Параллельные у Зона не пересеклись, но перемололись и перемешались, не дав в результате никакого нового соединения.

Тут одряхлевшие функционеры двух партий выстраивают независимо друг от друга свое величие в мелочах и мракобесных чудачествах. Конфликт между эсесовскими черными мундирами и малиновыми околышами НКВД не идет дальше вражды ЦРУ и ФБР. На оккупированной советской территории каким-то чудом и вполне бескровно сохранена, в сущности, та же самая советская история, иногда, впрочем, перехлестывающая через край на всю оккупированную Европу, где пражскую весну заменяет в 68-м парижская с вводом танков стран фашистского лагеря. На Лубянской площади стоит памятник гестаповцу, а юный диссидентский поэт Вознесенский слагает стихи «Уберите Гиммлера с денег». Оно, конечно, влюбленность шестидесятников в пику душегубу в самого человечного человека при таких подменах смешна и дика.

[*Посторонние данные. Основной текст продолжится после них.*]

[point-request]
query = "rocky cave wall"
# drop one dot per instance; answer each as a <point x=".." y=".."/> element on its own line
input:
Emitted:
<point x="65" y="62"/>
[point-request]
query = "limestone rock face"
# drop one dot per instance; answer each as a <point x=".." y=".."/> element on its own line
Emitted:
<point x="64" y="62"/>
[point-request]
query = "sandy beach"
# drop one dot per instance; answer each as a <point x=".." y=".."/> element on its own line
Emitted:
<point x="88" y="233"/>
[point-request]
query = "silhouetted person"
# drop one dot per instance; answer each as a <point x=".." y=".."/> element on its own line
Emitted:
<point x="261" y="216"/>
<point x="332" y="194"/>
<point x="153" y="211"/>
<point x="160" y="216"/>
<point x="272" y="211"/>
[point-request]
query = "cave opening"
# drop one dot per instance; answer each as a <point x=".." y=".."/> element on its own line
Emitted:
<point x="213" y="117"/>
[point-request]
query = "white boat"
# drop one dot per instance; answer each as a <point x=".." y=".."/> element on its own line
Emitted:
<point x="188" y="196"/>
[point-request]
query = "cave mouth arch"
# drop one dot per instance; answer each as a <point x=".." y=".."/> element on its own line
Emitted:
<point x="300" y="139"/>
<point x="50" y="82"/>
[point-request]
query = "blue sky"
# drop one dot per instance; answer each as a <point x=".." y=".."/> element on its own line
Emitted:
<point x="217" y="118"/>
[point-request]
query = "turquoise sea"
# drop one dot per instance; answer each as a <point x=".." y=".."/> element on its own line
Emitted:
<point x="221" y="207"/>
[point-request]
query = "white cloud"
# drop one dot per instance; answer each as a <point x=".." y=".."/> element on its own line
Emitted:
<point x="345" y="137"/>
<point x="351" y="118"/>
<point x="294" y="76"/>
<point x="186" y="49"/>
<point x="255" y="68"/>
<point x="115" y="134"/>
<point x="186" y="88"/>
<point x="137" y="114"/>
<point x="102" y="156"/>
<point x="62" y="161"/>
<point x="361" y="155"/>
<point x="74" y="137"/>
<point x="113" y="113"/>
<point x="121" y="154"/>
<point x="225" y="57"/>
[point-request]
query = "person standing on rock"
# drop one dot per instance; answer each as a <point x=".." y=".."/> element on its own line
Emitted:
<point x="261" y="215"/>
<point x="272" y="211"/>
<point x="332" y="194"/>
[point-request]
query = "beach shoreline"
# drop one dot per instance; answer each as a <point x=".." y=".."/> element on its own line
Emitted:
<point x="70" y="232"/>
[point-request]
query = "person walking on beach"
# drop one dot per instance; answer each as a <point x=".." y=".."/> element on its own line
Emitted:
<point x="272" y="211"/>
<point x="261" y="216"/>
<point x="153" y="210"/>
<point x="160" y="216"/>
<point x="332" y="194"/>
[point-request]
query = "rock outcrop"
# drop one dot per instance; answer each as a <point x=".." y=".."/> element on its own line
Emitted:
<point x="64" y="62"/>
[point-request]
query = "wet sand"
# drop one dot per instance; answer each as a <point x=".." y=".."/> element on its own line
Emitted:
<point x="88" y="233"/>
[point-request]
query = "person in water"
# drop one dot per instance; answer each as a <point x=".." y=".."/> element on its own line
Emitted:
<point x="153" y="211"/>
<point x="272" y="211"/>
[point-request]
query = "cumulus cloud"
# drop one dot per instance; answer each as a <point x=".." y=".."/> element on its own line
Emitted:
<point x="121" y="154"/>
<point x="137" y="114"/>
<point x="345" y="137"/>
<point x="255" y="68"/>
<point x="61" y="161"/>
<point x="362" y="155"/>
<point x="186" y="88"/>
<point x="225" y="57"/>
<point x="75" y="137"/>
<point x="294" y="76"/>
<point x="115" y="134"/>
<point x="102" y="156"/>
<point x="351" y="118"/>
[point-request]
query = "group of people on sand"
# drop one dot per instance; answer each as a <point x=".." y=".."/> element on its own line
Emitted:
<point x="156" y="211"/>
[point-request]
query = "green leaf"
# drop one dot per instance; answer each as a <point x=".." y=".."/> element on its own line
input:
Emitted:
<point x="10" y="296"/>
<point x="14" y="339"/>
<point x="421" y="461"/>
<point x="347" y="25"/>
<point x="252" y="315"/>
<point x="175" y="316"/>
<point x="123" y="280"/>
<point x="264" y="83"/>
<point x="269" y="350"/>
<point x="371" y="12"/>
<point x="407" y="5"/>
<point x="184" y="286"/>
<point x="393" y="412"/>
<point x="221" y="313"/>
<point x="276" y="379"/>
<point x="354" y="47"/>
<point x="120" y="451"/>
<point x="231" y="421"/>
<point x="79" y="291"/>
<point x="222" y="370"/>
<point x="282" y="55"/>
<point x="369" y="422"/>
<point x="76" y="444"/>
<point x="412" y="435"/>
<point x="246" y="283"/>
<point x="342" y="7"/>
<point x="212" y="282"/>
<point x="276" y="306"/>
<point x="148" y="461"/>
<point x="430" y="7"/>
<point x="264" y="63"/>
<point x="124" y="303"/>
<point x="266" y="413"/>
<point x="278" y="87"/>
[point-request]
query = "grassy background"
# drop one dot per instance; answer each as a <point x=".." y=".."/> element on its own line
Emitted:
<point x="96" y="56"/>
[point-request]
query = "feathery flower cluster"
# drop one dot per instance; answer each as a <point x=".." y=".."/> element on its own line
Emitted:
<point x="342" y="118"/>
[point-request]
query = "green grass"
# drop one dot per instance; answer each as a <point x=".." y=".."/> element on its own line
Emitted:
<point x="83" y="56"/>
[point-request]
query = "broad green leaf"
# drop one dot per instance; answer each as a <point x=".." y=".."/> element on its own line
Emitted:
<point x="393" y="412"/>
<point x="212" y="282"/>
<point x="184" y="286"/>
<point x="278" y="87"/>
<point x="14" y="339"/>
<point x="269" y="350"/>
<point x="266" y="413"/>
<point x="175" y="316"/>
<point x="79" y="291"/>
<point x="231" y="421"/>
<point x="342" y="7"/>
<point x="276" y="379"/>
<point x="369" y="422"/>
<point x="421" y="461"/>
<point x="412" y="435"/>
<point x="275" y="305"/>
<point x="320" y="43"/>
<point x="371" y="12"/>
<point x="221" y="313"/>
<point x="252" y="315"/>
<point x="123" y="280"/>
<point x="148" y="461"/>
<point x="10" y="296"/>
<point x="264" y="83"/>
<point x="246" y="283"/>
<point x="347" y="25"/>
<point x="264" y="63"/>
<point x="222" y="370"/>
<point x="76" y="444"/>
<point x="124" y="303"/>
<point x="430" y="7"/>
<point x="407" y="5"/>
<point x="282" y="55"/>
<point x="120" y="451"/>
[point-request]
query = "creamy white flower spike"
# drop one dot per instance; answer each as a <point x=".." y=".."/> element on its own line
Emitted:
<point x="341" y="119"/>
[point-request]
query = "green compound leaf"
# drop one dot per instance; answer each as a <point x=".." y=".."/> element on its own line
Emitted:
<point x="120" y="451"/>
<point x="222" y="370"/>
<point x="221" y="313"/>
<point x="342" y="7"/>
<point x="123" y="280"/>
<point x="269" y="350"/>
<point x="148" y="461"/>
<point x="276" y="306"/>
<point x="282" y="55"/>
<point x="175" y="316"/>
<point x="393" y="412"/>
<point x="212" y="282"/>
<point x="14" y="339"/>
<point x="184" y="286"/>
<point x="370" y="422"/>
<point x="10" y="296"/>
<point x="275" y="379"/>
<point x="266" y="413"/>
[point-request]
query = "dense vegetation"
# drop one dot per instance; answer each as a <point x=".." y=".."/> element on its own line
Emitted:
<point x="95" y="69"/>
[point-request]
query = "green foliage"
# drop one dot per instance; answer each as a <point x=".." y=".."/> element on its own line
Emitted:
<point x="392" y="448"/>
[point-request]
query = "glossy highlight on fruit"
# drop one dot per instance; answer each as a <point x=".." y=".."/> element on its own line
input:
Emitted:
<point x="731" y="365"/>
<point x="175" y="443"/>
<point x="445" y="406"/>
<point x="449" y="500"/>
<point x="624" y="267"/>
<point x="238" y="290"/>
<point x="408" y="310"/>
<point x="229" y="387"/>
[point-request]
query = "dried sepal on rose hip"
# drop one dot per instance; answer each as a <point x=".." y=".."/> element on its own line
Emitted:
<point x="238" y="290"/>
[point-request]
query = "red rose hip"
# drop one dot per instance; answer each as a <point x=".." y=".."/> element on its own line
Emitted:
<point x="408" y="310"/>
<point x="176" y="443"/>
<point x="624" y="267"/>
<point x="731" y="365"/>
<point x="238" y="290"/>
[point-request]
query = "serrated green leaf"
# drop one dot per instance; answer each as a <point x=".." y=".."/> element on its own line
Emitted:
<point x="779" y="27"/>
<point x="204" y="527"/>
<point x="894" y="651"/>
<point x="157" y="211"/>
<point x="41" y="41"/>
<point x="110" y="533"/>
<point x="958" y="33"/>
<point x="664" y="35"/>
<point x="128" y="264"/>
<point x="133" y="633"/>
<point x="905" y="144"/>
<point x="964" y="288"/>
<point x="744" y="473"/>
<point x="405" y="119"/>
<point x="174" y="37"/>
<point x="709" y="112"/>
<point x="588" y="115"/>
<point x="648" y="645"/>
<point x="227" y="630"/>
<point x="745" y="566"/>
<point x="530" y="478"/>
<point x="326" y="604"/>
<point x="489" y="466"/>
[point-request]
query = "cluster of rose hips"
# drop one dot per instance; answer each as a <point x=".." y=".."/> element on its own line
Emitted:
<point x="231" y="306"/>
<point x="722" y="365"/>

Но стоило ли ради этого историю ломать?

Впрочем, можно сколько угодно упрекать автора в том, что, вызвав из пробирки эту свою промежуточную реальность, он с ней не справился, пренебрег, не выстроил, не учел и свел все к тому, что известное ему одеяло советской послевоенной истории попытался растянуть на весь мир. И это будет справедливо. Но уж что вышло, то вышло.

К тому же у романа масса несомненных достоинств: все интриги и интрижки вокруг возвращения к окончательной реальности выстроены безупречно в смысле игры — отказаться от нее читателю трудно до самой последней страницы.

Да и взгляд на историю, в которой великие потрясения заканчиваются массой пошлых мелочей, вполне оправдан этой самой историей.

В итоге жанр одерживает победу над литературой, и приходится признать, что недоделанная реальность Зона вполне пригодна для спасения человечества от грядущей катастрофы. Так что герои романа, отчасти довольно живые, заслуживают полного респекта за перевод стрелки прошедшего на привычный путь, потому как отсутствие ядерного паритета и атомная катастрофа в перспективе — в общем-то, не сахар, и есть надежда, что к пошлым мелочам жизнь вне Зона, может быть, и не сведется.

Вильгельм Зон. «Окончательная реальность». М., «Астрель»: CORPUS, 2010.